Early in our nation’s history politicians realized that by forming political parties they could advance their own agendas and the result would be both power and financial gain. Our founding fathers did not anticipate or desire the existence of political parties realizing they could be dangerous to the public interest. However, while George Washington was still in the presidency, the origin of political parties began. The result of these destructive beginnings have made politics a creation for the danger of the future existence of the United States.

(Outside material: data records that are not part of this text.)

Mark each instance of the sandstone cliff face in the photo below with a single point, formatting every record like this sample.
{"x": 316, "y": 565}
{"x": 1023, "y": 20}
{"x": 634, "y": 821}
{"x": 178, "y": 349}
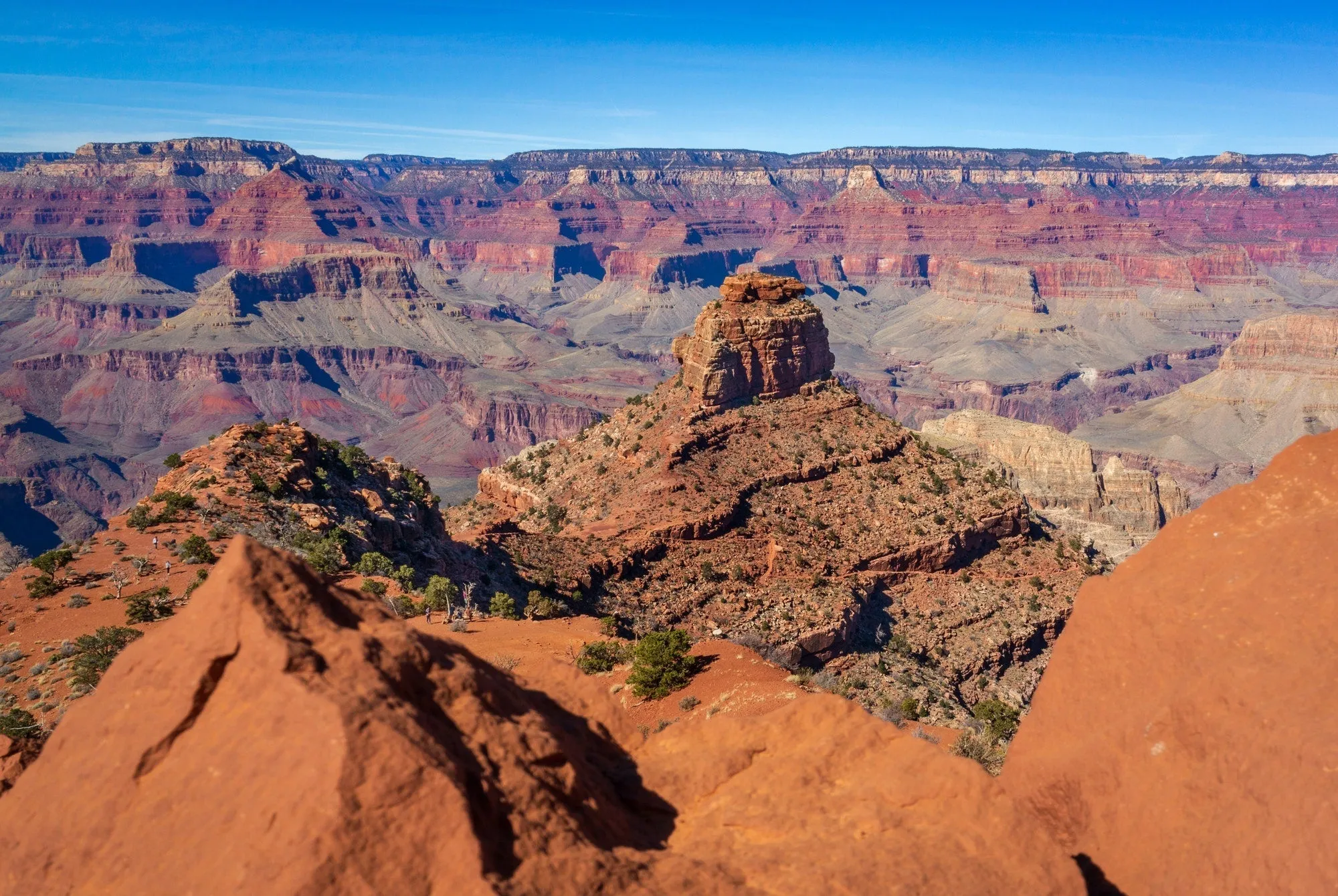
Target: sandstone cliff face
{"x": 763, "y": 340}
{"x": 1158, "y": 744}
{"x": 1117, "y": 508}
{"x": 807, "y": 524}
{"x": 1047, "y": 287}
{"x": 284, "y": 736}
{"x": 1277, "y": 383}
{"x": 258, "y": 477}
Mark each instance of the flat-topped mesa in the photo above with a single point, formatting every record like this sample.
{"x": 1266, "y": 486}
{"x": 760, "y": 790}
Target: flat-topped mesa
{"x": 762, "y": 339}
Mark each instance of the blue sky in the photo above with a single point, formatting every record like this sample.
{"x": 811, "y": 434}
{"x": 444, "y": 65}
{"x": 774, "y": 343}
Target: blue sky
{"x": 482, "y": 81}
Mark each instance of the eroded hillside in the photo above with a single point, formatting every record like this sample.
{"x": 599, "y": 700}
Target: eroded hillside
{"x": 761, "y": 499}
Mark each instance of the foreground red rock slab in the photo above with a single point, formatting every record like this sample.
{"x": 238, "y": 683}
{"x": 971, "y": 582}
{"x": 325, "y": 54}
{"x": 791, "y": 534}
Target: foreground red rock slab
{"x": 282, "y": 736}
{"x": 1183, "y": 735}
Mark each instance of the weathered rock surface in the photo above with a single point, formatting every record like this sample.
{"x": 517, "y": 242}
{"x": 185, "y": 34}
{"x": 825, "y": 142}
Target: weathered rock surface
{"x": 268, "y": 479}
{"x": 1278, "y": 382}
{"x": 1046, "y": 287}
{"x": 1117, "y": 508}
{"x": 763, "y": 340}
{"x": 290, "y": 738}
{"x": 1185, "y": 736}
{"x": 809, "y": 525}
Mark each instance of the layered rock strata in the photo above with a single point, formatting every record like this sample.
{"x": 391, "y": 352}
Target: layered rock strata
{"x": 1134, "y": 752}
{"x": 810, "y": 525}
{"x": 1046, "y": 287}
{"x": 1115, "y": 508}
{"x": 291, "y": 738}
{"x": 762, "y": 340}
{"x": 1277, "y": 383}
{"x": 267, "y": 479}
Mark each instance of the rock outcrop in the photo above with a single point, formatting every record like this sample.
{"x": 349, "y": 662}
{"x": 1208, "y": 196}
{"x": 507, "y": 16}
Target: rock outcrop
{"x": 1117, "y": 508}
{"x": 290, "y": 738}
{"x": 809, "y": 525}
{"x": 1046, "y": 287}
{"x": 761, "y": 340}
{"x": 1276, "y": 383}
{"x": 1185, "y": 736}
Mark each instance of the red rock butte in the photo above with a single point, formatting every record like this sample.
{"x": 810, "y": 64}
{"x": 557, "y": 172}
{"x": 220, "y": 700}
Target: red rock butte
{"x": 761, "y": 340}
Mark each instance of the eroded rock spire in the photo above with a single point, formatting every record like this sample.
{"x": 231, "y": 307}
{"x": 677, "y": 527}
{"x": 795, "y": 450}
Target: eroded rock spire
{"x": 761, "y": 339}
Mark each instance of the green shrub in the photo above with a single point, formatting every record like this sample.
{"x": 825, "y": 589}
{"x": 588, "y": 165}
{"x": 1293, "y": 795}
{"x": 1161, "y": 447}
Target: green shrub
{"x": 140, "y": 518}
{"x": 374, "y": 564}
{"x": 43, "y": 586}
{"x": 354, "y": 461}
{"x": 326, "y": 554}
{"x": 979, "y": 750}
{"x": 196, "y": 550}
{"x": 405, "y": 577}
{"x": 148, "y": 606}
{"x": 557, "y": 517}
{"x": 440, "y": 594}
{"x": 540, "y": 606}
{"x": 96, "y": 653}
{"x": 405, "y": 606}
{"x": 19, "y": 723}
{"x": 200, "y": 580}
{"x": 52, "y": 561}
{"x": 1000, "y": 717}
{"x": 601, "y": 656}
{"x": 504, "y": 606}
{"x": 662, "y": 665}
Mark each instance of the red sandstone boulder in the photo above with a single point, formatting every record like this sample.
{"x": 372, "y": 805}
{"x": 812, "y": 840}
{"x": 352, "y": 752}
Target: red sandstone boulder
{"x": 284, "y": 738}
{"x": 1183, "y": 736}
{"x": 763, "y": 340}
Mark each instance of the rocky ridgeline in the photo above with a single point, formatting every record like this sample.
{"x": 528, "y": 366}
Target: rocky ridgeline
{"x": 286, "y": 736}
{"x": 1117, "y": 509}
{"x": 326, "y": 501}
{"x": 761, "y": 340}
{"x": 290, "y": 738}
{"x": 807, "y": 525}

Because the United States is a Republic and not a Democracy, we rely on our representatives to make good decisions for the American people. When political gain becomes more important than intelligent decision, our country becomes in the position of placing our nation in jeopardy. This is what is happening in Washington today; and it’s only going to get worse.
Why did the founding fathers reject the idea of political parties? Here is one reason which has happened precisely as they predicted: ‘Politics would disintegrate into battles between conflicting visions, and elections would generate division rather than consensus.’
And why has this occurred. There is a simple answer, and a dangerous one: There is no longer a separation between politics and running the government. Decisions on the important issues do not reflect the wishes of the American people, nor are they for the good or our nation; they are entirely passed or defeated based on partisan politics.
In a PBS discussion in October 2013, the deterioration of our political system was being discussed as another government shutdown seemed imminent. Jeffrey Brown was the moderator, and guests included Author Eric Liu and founder of Citizen University, Steven Hayward from the University of Colorado at Boulder, and Beverly Gage from Yale University.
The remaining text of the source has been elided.